Парадоксальное горе. Так это называется.

Сначала он мне понравился. Эф, человек в маске. Он не смотрел на
меня со смесью брезгливости и удивления, как другие. Я просто не видел, как именно он смотрел. И его голос — неизвестно, как он на самом деле звучал. Мне было слышно лишь ровное автоматическое жужжание, без фальши, без интонаций вообще.

Я подумал — вот бы мне тоже спрятаться под такой маской.

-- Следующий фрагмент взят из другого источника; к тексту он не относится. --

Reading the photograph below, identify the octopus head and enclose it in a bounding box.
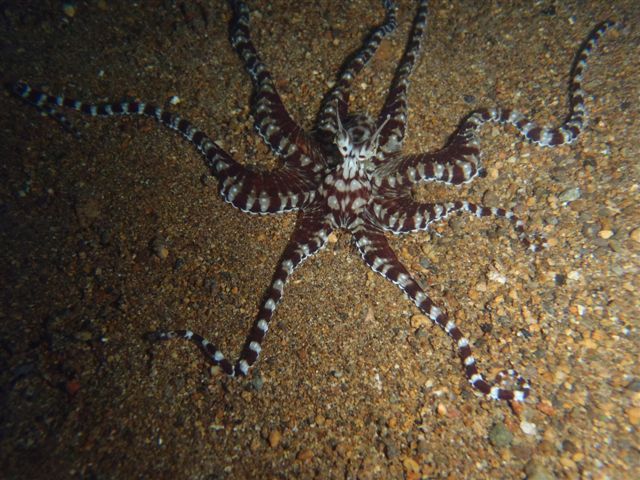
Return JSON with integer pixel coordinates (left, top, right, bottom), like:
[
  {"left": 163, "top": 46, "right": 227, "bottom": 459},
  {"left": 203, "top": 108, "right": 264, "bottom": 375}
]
[{"left": 335, "top": 114, "right": 389, "bottom": 176}]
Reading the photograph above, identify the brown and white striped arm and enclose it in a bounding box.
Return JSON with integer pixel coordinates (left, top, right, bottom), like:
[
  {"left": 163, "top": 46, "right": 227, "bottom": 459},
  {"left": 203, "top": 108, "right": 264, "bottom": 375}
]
[{"left": 352, "top": 222, "right": 530, "bottom": 402}]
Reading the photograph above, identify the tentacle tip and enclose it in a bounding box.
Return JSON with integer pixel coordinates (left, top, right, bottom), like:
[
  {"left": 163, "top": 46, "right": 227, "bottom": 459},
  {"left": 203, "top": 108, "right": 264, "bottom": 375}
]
[{"left": 144, "top": 330, "right": 169, "bottom": 342}]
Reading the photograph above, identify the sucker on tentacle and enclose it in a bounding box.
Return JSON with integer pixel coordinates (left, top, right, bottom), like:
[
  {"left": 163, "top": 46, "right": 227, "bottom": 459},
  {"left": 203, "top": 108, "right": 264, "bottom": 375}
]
[{"left": 8, "top": 0, "right": 614, "bottom": 401}]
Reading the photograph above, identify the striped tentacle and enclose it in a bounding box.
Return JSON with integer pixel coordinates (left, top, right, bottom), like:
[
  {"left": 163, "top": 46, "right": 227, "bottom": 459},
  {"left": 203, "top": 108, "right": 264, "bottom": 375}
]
[
  {"left": 230, "top": 0, "right": 326, "bottom": 174},
  {"left": 151, "top": 206, "right": 332, "bottom": 377},
  {"left": 377, "top": 0, "right": 428, "bottom": 158},
  {"left": 317, "top": 0, "right": 397, "bottom": 144},
  {"left": 371, "top": 197, "right": 547, "bottom": 252},
  {"left": 10, "top": 82, "right": 315, "bottom": 214},
  {"left": 457, "top": 20, "right": 615, "bottom": 147},
  {"left": 376, "top": 139, "right": 485, "bottom": 188},
  {"left": 353, "top": 223, "right": 530, "bottom": 402}
]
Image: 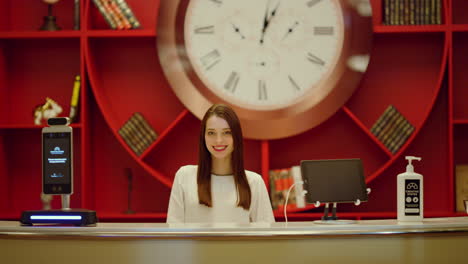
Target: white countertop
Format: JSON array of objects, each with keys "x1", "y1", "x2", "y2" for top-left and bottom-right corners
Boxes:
[{"x1": 0, "y1": 217, "x2": 468, "y2": 238}]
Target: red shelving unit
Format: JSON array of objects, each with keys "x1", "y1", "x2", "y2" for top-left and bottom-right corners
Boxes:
[{"x1": 0, "y1": 0, "x2": 468, "y2": 221}]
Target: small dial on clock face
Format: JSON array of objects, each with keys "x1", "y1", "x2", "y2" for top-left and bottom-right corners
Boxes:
[{"x1": 184, "y1": 0, "x2": 344, "y2": 110}]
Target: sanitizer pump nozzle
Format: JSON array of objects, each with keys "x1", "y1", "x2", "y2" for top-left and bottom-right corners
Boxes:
[
  {"x1": 397, "y1": 156, "x2": 424, "y2": 222},
  {"x1": 405, "y1": 156, "x2": 421, "y2": 172}
]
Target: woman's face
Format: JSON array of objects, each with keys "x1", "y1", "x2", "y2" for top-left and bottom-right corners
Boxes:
[{"x1": 205, "y1": 115, "x2": 234, "y2": 159}]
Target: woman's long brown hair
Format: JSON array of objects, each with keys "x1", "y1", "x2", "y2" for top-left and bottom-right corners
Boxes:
[{"x1": 197, "y1": 104, "x2": 252, "y2": 210}]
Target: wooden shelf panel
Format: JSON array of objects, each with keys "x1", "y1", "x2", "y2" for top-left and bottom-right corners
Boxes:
[
  {"x1": 453, "y1": 125, "x2": 468, "y2": 165},
  {"x1": 0, "y1": 129, "x2": 82, "y2": 211},
  {"x1": 346, "y1": 33, "x2": 446, "y2": 129},
  {"x1": 450, "y1": 0, "x2": 468, "y2": 25},
  {"x1": 0, "y1": 38, "x2": 80, "y2": 126},
  {"x1": 85, "y1": 0, "x2": 164, "y2": 31},
  {"x1": 85, "y1": 106, "x2": 170, "y2": 212},
  {"x1": 0, "y1": 0, "x2": 78, "y2": 31},
  {"x1": 86, "y1": 29, "x2": 156, "y2": 38},
  {"x1": 0, "y1": 30, "x2": 83, "y2": 39},
  {"x1": 87, "y1": 38, "x2": 184, "y2": 133}
]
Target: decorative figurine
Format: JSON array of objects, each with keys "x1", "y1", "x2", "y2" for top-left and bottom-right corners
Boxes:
[
  {"x1": 34, "y1": 97, "x2": 63, "y2": 126},
  {"x1": 41, "y1": 193, "x2": 54, "y2": 210}
]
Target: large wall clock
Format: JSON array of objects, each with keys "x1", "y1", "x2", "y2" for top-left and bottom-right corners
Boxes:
[{"x1": 157, "y1": 0, "x2": 372, "y2": 139}]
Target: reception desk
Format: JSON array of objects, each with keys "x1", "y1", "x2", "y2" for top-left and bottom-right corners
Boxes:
[{"x1": 0, "y1": 217, "x2": 468, "y2": 264}]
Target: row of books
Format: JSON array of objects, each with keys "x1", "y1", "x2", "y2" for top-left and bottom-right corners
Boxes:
[
  {"x1": 383, "y1": 0, "x2": 442, "y2": 25},
  {"x1": 455, "y1": 164, "x2": 468, "y2": 212},
  {"x1": 371, "y1": 105, "x2": 414, "y2": 153},
  {"x1": 269, "y1": 166, "x2": 305, "y2": 211},
  {"x1": 93, "y1": 0, "x2": 141, "y2": 29},
  {"x1": 119, "y1": 112, "x2": 158, "y2": 156}
]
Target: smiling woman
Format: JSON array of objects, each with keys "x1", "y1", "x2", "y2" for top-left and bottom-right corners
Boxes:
[{"x1": 167, "y1": 104, "x2": 275, "y2": 223}]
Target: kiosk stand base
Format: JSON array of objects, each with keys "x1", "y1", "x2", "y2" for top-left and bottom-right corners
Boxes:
[
  {"x1": 20, "y1": 209, "x2": 97, "y2": 226},
  {"x1": 20, "y1": 194, "x2": 97, "y2": 226},
  {"x1": 314, "y1": 203, "x2": 357, "y2": 225}
]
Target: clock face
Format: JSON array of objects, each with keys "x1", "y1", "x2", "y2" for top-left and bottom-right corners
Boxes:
[
  {"x1": 157, "y1": 0, "x2": 372, "y2": 139},
  {"x1": 184, "y1": 0, "x2": 344, "y2": 110}
]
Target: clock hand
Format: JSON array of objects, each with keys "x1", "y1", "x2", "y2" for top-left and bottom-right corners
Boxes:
[
  {"x1": 260, "y1": 0, "x2": 270, "y2": 45},
  {"x1": 260, "y1": 1, "x2": 280, "y2": 44},
  {"x1": 282, "y1": 21, "x2": 299, "y2": 40},
  {"x1": 231, "y1": 22, "x2": 245, "y2": 39}
]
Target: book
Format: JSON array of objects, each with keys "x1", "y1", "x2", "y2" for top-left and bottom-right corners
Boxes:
[
  {"x1": 115, "y1": 0, "x2": 141, "y2": 28},
  {"x1": 93, "y1": 0, "x2": 141, "y2": 29},
  {"x1": 455, "y1": 164, "x2": 468, "y2": 212},
  {"x1": 118, "y1": 112, "x2": 158, "y2": 156},
  {"x1": 68, "y1": 75, "x2": 81, "y2": 123},
  {"x1": 269, "y1": 166, "x2": 306, "y2": 211},
  {"x1": 93, "y1": 0, "x2": 117, "y2": 29}
]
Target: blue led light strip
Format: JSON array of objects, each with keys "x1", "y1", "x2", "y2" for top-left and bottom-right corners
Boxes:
[{"x1": 30, "y1": 215, "x2": 81, "y2": 220}]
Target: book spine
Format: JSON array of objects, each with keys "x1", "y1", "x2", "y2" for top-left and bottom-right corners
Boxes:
[
  {"x1": 69, "y1": 75, "x2": 81, "y2": 122},
  {"x1": 389, "y1": 0, "x2": 396, "y2": 25},
  {"x1": 115, "y1": 0, "x2": 141, "y2": 28},
  {"x1": 381, "y1": 115, "x2": 405, "y2": 145},
  {"x1": 383, "y1": 0, "x2": 391, "y2": 25},
  {"x1": 436, "y1": 0, "x2": 442, "y2": 25},
  {"x1": 109, "y1": 0, "x2": 132, "y2": 29},
  {"x1": 389, "y1": 123, "x2": 414, "y2": 154},
  {"x1": 400, "y1": 0, "x2": 406, "y2": 25},
  {"x1": 93, "y1": 0, "x2": 117, "y2": 29},
  {"x1": 384, "y1": 116, "x2": 409, "y2": 150}
]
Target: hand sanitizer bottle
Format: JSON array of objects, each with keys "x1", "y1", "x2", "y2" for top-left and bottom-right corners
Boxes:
[{"x1": 397, "y1": 156, "x2": 424, "y2": 222}]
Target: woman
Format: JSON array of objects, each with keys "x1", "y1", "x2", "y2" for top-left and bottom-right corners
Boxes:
[{"x1": 167, "y1": 104, "x2": 275, "y2": 223}]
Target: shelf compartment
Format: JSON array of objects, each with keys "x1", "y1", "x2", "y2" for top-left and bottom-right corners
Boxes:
[
  {"x1": 144, "y1": 113, "x2": 200, "y2": 187},
  {"x1": 452, "y1": 31, "x2": 468, "y2": 120},
  {"x1": 0, "y1": 38, "x2": 80, "y2": 126},
  {"x1": 453, "y1": 122, "x2": 468, "y2": 166},
  {"x1": 0, "y1": 0, "x2": 79, "y2": 31},
  {"x1": 0, "y1": 129, "x2": 81, "y2": 215},
  {"x1": 269, "y1": 111, "x2": 389, "y2": 182},
  {"x1": 0, "y1": 30, "x2": 82, "y2": 39},
  {"x1": 88, "y1": 106, "x2": 170, "y2": 214},
  {"x1": 346, "y1": 33, "x2": 448, "y2": 130},
  {"x1": 86, "y1": 29, "x2": 156, "y2": 38},
  {"x1": 86, "y1": 38, "x2": 184, "y2": 134},
  {"x1": 86, "y1": 0, "x2": 161, "y2": 31},
  {"x1": 371, "y1": 0, "x2": 448, "y2": 27},
  {"x1": 374, "y1": 25, "x2": 448, "y2": 34}
]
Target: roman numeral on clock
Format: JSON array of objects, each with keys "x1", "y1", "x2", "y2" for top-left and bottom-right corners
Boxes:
[
  {"x1": 258, "y1": 80, "x2": 268, "y2": 101},
  {"x1": 224, "y1": 71, "x2": 240, "y2": 93},
  {"x1": 288, "y1": 75, "x2": 301, "y2": 91},
  {"x1": 314, "y1": 27, "x2": 334, "y2": 36},
  {"x1": 194, "y1": 26, "x2": 214, "y2": 34},
  {"x1": 307, "y1": 0, "x2": 322, "y2": 7},
  {"x1": 200, "y1": 49, "x2": 221, "y2": 70},
  {"x1": 307, "y1": 52, "x2": 325, "y2": 66}
]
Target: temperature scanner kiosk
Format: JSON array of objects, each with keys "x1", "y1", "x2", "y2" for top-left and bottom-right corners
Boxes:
[{"x1": 20, "y1": 117, "x2": 97, "y2": 226}]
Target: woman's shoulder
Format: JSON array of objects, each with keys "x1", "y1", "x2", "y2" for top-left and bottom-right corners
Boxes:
[
  {"x1": 175, "y1": 165, "x2": 198, "y2": 181},
  {"x1": 245, "y1": 170, "x2": 263, "y2": 184}
]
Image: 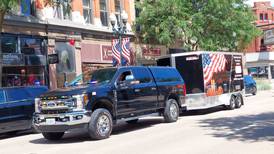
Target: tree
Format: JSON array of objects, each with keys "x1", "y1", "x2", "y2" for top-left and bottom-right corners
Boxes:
[{"x1": 136, "y1": 0, "x2": 261, "y2": 51}]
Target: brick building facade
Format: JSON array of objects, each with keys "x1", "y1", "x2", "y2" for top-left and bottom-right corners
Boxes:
[{"x1": 245, "y1": 1, "x2": 274, "y2": 82}]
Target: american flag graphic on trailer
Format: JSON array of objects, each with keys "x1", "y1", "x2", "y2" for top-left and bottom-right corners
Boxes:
[
  {"x1": 203, "y1": 54, "x2": 227, "y2": 85},
  {"x1": 112, "y1": 39, "x2": 121, "y2": 66},
  {"x1": 122, "y1": 38, "x2": 130, "y2": 65}
]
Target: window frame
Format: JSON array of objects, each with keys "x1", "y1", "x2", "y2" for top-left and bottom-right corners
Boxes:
[
  {"x1": 99, "y1": 0, "x2": 109, "y2": 27},
  {"x1": 83, "y1": 0, "x2": 94, "y2": 24}
]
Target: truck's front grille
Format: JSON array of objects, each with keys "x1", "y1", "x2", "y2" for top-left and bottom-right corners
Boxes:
[{"x1": 40, "y1": 98, "x2": 77, "y2": 114}]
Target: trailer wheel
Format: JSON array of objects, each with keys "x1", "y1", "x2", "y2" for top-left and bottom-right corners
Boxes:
[
  {"x1": 42, "y1": 132, "x2": 64, "y2": 141},
  {"x1": 164, "y1": 99, "x2": 179, "y2": 123},
  {"x1": 88, "y1": 108, "x2": 112, "y2": 140},
  {"x1": 227, "y1": 95, "x2": 236, "y2": 110},
  {"x1": 235, "y1": 95, "x2": 243, "y2": 108}
]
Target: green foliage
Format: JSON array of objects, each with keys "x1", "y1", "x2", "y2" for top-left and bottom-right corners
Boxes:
[{"x1": 136, "y1": 0, "x2": 261, "y2": 50}]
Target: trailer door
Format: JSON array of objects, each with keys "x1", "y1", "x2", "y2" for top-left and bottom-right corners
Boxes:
[{"x1": 157, "y1": 57, "x2": 171, "y2": 66}]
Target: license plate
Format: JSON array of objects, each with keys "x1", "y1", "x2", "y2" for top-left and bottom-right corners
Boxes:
[{"x1": 46, "y1": 118, "x2": 55, "y2": 125}]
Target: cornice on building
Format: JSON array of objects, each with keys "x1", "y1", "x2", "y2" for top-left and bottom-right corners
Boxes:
[{"x1": 2, "y1": 14, "x2": 134, "y2": 36}]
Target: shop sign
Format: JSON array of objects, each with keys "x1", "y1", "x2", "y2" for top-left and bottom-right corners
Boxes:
[
  {"x1": 2, "y1": 53, "x2": 25, "y2": 65},
  {"x1": 142, "y1": 47, "x2": 161, "y2": 56},
  {"x1": 264, "y1": 29, "x2": 274, "y2": 45},
  {"x1": 25, "y1": 55, "x2": 46, "y2": 66},
  {"x1": 101, "y1": 45, "x2": 112, "y2": 61}
]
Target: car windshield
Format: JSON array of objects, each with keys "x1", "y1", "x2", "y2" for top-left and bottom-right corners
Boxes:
[{"x1": 90, "y1": 68, "x2": 117, "y2": 83}]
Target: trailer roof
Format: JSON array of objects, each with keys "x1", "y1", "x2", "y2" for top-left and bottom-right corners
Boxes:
[{"x1": 157, "y1": 51, "x2": 243, "y2": 59}]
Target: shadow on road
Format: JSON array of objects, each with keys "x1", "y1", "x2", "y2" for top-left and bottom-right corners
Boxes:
[
  {"x1": 29, "y1": 118, "x2": 164, "y2": 144},
  {"x1": 199, "y1": 112, "x2": 274, "y2": 142}
]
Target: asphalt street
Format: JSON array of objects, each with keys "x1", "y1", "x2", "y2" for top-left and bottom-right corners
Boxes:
[{"x1": 0, "y1": 91, "x2": 274, "y2": 154}]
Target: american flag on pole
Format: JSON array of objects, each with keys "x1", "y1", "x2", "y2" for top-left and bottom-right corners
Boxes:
[
  {"x1": 112, "y1": 39, "x2": 121, "y2": 66},
  {"x1": 122, "y1": 37, "x2": 131, "y2": 65},
  {"x1": 203, "y1": 54, "x2": 227, "y2": 85}
]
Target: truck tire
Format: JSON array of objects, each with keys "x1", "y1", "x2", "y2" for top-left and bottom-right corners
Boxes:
[
  {"x1": 164, "y1": 99, "x2": 179, "y2": 123},
  {"x1": 251, "y1": 86, "x2": 257, "y2": 95},
  {"x1": 42, "y1": 132, "x2": 64, "y2": 141},
  {"x1": 235, "y1": 95, "x2": 243, "y2": 109},
  {"x1": 227, "y1": 95, "x2": 236, "y2": 110},
  {"x1": 88, "y1": 108, "x2": 113, "y2": 140},
  {"x1": 126, "y1": 119, "x2": 139, "y2": 124}
]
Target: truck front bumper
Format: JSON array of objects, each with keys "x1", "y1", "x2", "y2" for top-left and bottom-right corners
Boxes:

Он сел рядом со мной и сказал:

— Я знаю, тебе не нравится слушать, что смерти нет, что Ханна не
умерла, потому что ее инкод вечен, что через девять месяцев она возродится в каком нибудь малыше, что в вечном перерождении заключена тайна Живущего…

Он сказал:

— Я вовсе не собираюсь тебе это все повторять.

Он сказал:

— Давай ка поговорим как взрослые люди. Только для этого тебе следует успокоиться и перестать размазывать сопли.
И я перестал. Впервые с тех пор, как мне сказали, что она не придет, я умылся и причесался. И приготовился слушать. Я думал, он скажет мне, что надеяться не на что. Что я прав, что не стоило им меня
утешать, что ее и на самом деле не стало… Я хотел, чтобы он забрал у
меня надежду. Надежду, которую они все таки заронили во мне, которой они каждый день пытали меня. Надежду на ее возвращение. С другим лицом. В другом теле. Я думал, он скажет: жизнь продолжается без
нее. Я готов был это принять.

Но он сказал мне другое. Он сказал:

— У тебя ДКВИ. Сожалею.

— Нет, — сказал я. — Изоп. У меня вообще нет инкода.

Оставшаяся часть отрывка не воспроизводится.